This week's book is What's The Matter with Kansas?: How Conservatives Won The Heart of America, by Thomas Frank. Sorry about the photo, but be thankful I didn't attempt a "Dust in the Wind" joke.
Every comment I read on this book when it came out last year, and there were a lot of them, seemed to boil it down to two words: economic populism. Of course, at that time people were preoccupied with the election, and every new piece of political writing was being evaluated as campaign advice. Since I didn't think economic populism was especially good campaign advice for the Dems in 2004, I was prepared to dislike the book, but boiling it down to a slogan misses the point. Late in the book Frank does fault the Democratic Party for shirking its responsibility to educate voters about economic progressivism. But he's talking about a long-term project. George W. Bush is not a major presence in this book, and Frank literally does not mention John Kerry.
Frank inparts some valuable history lessons about his home state: its anti-slavery heritage, the rise of prairie ie populism, the oddball preachers and politicians that Kansas has produced. He mixes in some autobiographical musings about his childhood, the changes he has seen in his hometown, the experiences, particularly at the state university in Lawrence, that led him to a liberal perspective. He also does a neat thing: he interviews some actual conservatives, and treats them with respect and understanding and even a little admiration. The most vivid figures in the book include Tim Gruba, "an upside-down Cesar Chavez" who for years has been a driving force behind Kansas's grassroots pro-life movement--all the while holding a job as a line worker in a soda bottling plant. And there's Kay O'Connor, who refinances her house and sinks the proceeds into her pet cause, the school vouchers movement.

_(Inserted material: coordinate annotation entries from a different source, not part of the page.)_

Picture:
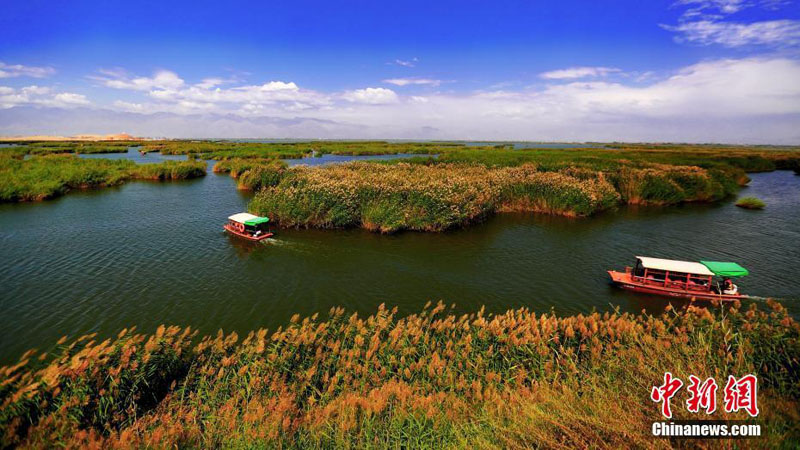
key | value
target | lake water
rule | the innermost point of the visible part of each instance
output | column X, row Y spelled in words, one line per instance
column 148, row 253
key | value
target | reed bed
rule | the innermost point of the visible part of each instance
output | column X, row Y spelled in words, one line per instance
column 221, row 150
column 392, row 197
column 436, row 197
column 253, row 174
column 56, row 147
column 44, row 177
column 433, row 379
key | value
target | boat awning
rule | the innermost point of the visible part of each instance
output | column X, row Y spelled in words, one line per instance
column 248, row 219
column 726, row 269
column 672, row 265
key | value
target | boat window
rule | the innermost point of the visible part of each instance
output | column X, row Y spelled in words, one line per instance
column 638, row 270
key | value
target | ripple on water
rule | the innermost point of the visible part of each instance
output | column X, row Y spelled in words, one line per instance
column 150, row 253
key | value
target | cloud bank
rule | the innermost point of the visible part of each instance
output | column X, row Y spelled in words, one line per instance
column 751, row 100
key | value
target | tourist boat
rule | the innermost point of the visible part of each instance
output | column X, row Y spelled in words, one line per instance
column 248, row 226
column 693, row 280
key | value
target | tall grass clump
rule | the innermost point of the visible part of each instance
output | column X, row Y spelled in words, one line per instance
column 392, row 197
column 751, row 203
column 433, row 379
column 43, row 177
column 253, row 174
column 664, row 185
column 170, row 170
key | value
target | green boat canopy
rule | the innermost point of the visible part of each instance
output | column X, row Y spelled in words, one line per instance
column 248, row 219
column 725, row 269
column 258, row 221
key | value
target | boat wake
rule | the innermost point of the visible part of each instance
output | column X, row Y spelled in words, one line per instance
column 765, row 299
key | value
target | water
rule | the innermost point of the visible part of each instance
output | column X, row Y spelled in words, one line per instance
column 134, row 155
column 150, row 253
column 542, row 145
column 328, row 159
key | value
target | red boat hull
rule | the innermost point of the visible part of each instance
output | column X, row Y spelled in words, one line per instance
column 626, row 281
column 249, row 237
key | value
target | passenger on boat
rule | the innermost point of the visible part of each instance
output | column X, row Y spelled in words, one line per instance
column 728, row 287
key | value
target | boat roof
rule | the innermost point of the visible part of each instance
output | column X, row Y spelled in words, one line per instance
column 674, row 265
column 725, row 269
column 248, row 219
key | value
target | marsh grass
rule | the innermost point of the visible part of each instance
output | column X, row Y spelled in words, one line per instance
column 751, row 203
column 44, row 177
column 253, row 174
column 435, row 197
column 428, row 380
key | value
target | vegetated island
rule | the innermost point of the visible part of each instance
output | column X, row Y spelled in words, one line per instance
column 44, row 177
column 429, row 380
column 460, row 183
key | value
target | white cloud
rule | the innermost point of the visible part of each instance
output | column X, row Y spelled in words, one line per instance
column 705, row 23
column 407, row 63
column 413, row 81
column 729, row 34
column 725, row 6
column 578, row 72
column 18, row 70
column 39, row 96
column 727, row 100
column 160, row 80
column 371, row 96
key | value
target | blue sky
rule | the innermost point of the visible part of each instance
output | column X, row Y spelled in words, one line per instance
column 686, row 70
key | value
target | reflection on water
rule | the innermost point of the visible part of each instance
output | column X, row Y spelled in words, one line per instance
column 150, row 253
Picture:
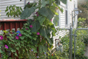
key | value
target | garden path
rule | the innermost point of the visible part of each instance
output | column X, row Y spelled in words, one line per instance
column 86, row 52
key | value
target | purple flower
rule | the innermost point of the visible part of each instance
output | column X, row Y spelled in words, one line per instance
column 20, row 34
column 1, row 37
column 44, row 52
column 36, row 13
column 38, row 33
column 17, row 37
column 6, row 46
column 28, row 2
column 26, row 28
column 30, row 26
column 37, row 56
column 51, row 19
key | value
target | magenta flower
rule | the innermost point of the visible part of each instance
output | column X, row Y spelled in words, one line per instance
column 20, row 34
column 6, row 46
column 38, row 33
column 30, row 26
column 28, row 2
column 17, row 37
column 37, row 56
column 36, row 12
column 1, row 37
column 51, row 19
column 26, row 28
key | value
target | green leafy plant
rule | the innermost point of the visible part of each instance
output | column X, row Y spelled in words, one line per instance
column 36, row 36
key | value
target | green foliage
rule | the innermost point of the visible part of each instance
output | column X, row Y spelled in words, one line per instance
column 13, row 11
column 36, row 36
column 80, row 45
column 81, row 22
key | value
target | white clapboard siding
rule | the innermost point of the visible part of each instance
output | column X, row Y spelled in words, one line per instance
column 5, row 3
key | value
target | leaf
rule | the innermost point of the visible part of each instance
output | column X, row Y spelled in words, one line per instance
column 27, row 12
column 46, row 12
column 13, row 50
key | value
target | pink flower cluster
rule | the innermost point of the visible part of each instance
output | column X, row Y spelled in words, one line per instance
column 30, row 26
column 1, row 37
column 38, row 33
column 37, row 13
column 19, row 34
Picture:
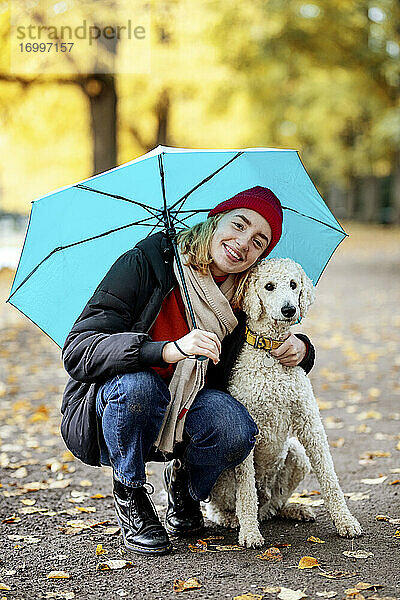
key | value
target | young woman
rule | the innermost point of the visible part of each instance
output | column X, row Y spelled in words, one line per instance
column 136, row 391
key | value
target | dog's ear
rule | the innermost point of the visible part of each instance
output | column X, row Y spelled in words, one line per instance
column 307, row 294
column 251, row 302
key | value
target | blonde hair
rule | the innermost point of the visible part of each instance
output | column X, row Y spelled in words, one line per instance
column 195, row 243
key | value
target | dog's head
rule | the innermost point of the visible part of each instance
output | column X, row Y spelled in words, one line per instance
column 278, row 289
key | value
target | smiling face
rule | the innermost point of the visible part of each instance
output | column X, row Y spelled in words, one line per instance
column 241, row 237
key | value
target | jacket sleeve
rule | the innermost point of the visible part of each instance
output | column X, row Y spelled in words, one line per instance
column 101, row 343
column 308, row 361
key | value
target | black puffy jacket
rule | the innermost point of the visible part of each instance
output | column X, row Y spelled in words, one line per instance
column 110, row 337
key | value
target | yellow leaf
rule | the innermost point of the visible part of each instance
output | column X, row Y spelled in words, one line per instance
column 100, row 550
column 362, row 585
column 248, row 596
column 307, row 562
column 85, row 483
column 272, row 553
column 67, row 456
column 199, row 546
column 114, row 565
column 58, row 575
column 180, row 584
column 28, row 501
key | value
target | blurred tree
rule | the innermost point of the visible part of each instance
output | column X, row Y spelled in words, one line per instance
column 322, row 76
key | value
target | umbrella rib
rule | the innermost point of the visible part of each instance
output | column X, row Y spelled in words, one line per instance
column 185, row 196
column 150, row 209
column 317, row 220
column 141, row 222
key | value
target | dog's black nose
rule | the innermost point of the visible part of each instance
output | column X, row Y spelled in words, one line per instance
column 288, row 311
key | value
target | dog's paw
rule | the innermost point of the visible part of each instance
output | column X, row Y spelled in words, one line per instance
column 250, row 539
column 297, row 512
column 348, row 526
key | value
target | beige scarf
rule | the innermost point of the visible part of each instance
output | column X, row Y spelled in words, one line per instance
column 213, row 313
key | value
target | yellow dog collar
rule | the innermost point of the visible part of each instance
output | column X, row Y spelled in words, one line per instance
column 261, row 342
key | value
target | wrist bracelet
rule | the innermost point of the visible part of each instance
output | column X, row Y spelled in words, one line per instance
column 181, row 351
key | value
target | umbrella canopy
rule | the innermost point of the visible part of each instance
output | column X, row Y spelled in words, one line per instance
column 76, row 233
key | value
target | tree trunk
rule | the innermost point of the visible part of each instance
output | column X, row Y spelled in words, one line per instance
column 162, row 112
column 350, row 199
column 370, row 200
column 395, row 191
column 102, row 97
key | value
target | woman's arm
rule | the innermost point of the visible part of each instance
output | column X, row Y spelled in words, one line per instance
column 101, row 343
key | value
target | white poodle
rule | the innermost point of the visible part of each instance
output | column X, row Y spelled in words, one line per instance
column 281, row 401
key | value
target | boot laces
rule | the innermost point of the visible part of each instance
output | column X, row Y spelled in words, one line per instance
column 133, row 509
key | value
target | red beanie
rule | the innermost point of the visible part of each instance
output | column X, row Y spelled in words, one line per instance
column 263, row 201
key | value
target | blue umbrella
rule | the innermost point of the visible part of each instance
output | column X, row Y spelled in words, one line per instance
column 77, row 232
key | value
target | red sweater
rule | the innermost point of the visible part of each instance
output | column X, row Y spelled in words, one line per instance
column 171, row 324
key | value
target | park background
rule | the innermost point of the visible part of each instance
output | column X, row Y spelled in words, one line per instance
column 320, row 77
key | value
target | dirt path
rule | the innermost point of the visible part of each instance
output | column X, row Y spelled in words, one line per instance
column 355, row 328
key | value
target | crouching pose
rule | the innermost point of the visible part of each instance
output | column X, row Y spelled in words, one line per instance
column 136, row 392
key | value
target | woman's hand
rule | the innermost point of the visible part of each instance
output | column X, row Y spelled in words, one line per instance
column 291, row 352
column 197, row 341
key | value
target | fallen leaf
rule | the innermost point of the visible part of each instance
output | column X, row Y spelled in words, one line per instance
column 28, row 501
column 375, row 481
column 58, row 575
column 114, row 565
column 180, row 584
column 248, row 596
column 272, row 553
column 369, row 414
column 288, row 594
column 358, row 553
column 12, row 519
column 112, row 530
column 308, row 562
column 362, row 585
column 339, row 443
column 86, row 509
column 336, row 574
column 85, row 483
column 375, row 454
column 357, row 496
column 100, row 550
column 199, row 546
column 381, row 598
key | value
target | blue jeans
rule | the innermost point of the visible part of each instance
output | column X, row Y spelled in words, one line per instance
column 219, row 432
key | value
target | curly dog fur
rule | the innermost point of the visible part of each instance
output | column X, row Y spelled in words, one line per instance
column 281, row 401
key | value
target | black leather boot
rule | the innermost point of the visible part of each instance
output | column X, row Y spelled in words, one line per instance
column 184, row 516
column 141, row 529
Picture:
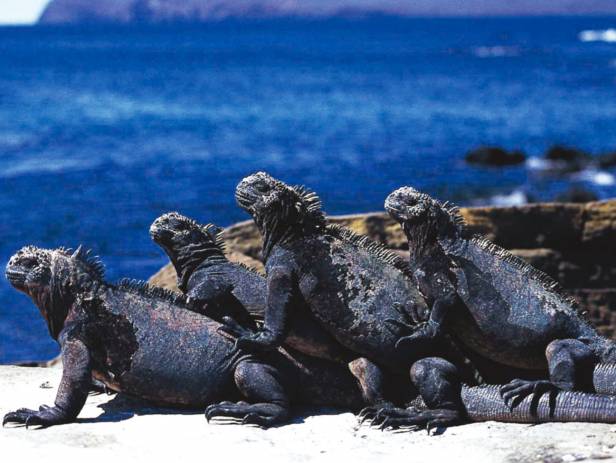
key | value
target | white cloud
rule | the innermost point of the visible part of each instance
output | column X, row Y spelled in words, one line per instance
column 21, row 11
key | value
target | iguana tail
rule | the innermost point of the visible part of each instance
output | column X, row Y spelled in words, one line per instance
column 484, row 403
column 604, row 378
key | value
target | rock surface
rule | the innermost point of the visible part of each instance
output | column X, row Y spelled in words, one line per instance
column 574, row 243
column 124, row 11
column 128, row 430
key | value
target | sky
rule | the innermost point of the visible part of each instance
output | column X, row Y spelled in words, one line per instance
column 21, row 11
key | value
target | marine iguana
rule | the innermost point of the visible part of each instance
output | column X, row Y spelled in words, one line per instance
column 146, row 342
column 217, row 287
column 498, row 306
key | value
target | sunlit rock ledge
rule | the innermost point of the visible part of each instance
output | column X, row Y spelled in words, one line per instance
column 574, row 243
column 135, row 431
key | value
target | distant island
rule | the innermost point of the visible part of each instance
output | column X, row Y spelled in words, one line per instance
column 152, row 11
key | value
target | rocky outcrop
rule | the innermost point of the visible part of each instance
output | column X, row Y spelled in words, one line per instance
column 124, row 11
column 117, row 426
column 494, row 156
column 574, row 243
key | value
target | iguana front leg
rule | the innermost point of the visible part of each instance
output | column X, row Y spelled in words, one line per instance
column 275, row 328
column 72, row 393
column 445, row 300
column 570, row 364
column 439, row 385
column 433, row 327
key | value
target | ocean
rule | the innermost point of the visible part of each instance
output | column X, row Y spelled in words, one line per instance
column 103, row 128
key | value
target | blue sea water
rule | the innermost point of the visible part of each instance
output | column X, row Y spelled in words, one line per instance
column 103, row 128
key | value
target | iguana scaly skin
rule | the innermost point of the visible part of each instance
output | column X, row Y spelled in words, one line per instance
column 497, row 306
column 217, row 287
column 349, row 284
column 146, row 342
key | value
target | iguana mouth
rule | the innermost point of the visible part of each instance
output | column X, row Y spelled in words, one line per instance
column 17, row 278
column 243, row 199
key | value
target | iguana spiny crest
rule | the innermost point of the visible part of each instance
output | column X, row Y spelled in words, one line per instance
column 187, row 243
column 48, row 275
column 279, row 210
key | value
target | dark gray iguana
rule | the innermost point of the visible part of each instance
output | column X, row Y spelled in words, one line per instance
column 497, row 306
column 349, row 284
column 146, row 342
column 354, row 288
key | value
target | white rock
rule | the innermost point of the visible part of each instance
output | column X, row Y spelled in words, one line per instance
column 118, row 429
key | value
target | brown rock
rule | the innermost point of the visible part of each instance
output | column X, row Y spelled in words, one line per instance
column 167, row 278
column 573, row 243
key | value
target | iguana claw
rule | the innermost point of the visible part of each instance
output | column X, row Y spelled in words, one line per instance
column 415, row 419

The main thrust of the book is the conservative backlash, the inversion of populism into a force for conservatism, the right-wing "Plen-T-Plaint" that features a lot of anger and venting but precious little analysis. I think my favorite line from the book is "[E]very one of the bitter self-made men of my youth was a believer in the power of positive thinking." Ain't that the truth. But the most important passage may be near the end:
[In People magazine] liberalism is a matter of shallow
appearances; it is arrogant and condescending... In an America
where the chief sources of one's ideas about life's possibilities are TV and the
movies, it's not hard to be convinced that we inhabit a liberal-dominated
world...
Like any industry, though, the culture business exists
primarily to advance its own fortunes, not those of the Democratic Party.
Winning an audience of teenagers, for example, is the goal that has made the
dick joke into a sort of gold standard, not winning elections for liberals.
Encouraging demographic self-recognition and self-expression through products
is, similarly, the bread and butter not of leftist ideology but of consumerism.
These things are part of the culture industry's very DNA. They are as subject to
change by an offended American electorate as is the occupant of the Danish
throne.
Never understanding this is a source of strength for the
backlash. Its leaders rage against the liberalism of Hollywood. Its voters toss
a few liberals out of office and are surprised to see that Hollywood doesn't
care. They toss out more liberals and still nothing changes. They return an
entire phalanx of pro-business blowhards to Washington, and still the culture
industry goes on its merry way. But at least those backlash politicians that
they elect are willing to do one thing differently: they stand there on the
floor of the U.S. Senate and shout no to it all. And this is
the critical point: in a media world where what people shout overshadows what
they actually do, the backlash sometimes appears to be the only dissenter out
there, the only movement that has a place for the uncool and the funny-looking
and the pious, for all the stock buffoons that our mainstream culture glories in
lampooning. In this sense the backlash is becoming a perpetual alter-ego to the
culture industry, a feature of American life as permanent and as strange as
Hollywood itself.
If I could only read one book to gain an understanding of the contemporary American polity, it would be What's The Matter With Kansas?